Resources to roll out the smart metering project, which was meant to improve Zesa’s revenue collection system, were secured through a loan from Afreximbank and the Infrastructural Development Bank of Zimbabwe (IDBZ).
The prepayment and smart metering project, which has been mired in a corruption scandal, was initiated in 2011 by Zesa through its subsidiary the Zimbabwe Electricity Transmission and Distribution Company (ZETDC). Implementation of the project was scheduled to be completed by 2014, but was derailed owing to “inconsistencies in the payments” made to various contracted firms.

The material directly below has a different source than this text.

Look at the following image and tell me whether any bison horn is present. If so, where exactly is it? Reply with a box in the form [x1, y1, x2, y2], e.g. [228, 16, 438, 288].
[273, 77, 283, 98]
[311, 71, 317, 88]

Chiri’s damning audit report comes a month after three Zesa executives, namely Joshua Chifamba, Julian Chinembiri and Thokozani Dhliwayo, were arrested last month over an irregular US$35 million transaction involving Indian firm PME contracted to supply transformers.
According to the smart metering audit report, a number of companies such as Powertel, REVMA and OK Retail were unprocedurally contracted to offer various services, opening loopholes for potential misappropriation of project funds.
Chiri further stated that the ZETDC could not specifically quantify how much it had spent in financing various activities under the project.
“Documentary review of submitted responses from finance department as at September 19, 2015 indicated that ZETDC had paid a total of US$99 782 743 towards the prepayment activities, a figure which varied with the final submitted prepayment project payments by the same department as at May 20, 2016,” Chiri observed. “There were also some inconsistencies in the payments made to a company called REVMA for vending system as reported in the statements of payments on September 19, 2015. It indicated a figure of US$5 254 038 that varied with the reported figure as at May 20, 2016 amounting to US$2 506 310 which was later revised to US$10 086 338 according to the finance department report.
“Documentary review of Ministry of Energy and Power Development showed that ZETDC’s appointment of Powertel as a sole aggregator was not through a formal tender process. Even though Powertel participated in the tender for aggregatorship, it failed to win against other bidders. In addition, Powertel acted as both the aggregator as well as the vendor selling electricity tokens at its banking halls posing an unfair trading ground for other vendors. ZETDC also appointed OK Zimbabwe Limited as vendor for the pilot project and renewed its appointment during the pilot phase without going to tender.”
As part of her recommendations, Chiri noted that: “Tenders should be awarded by ZETDC based on merit rather than direct appointments to ensure better quality service and thereby achievement of the intended results.”
Chiri also noted that the smart metering system, primarily introduced to improve revenue collection, was not achieving its intended objective.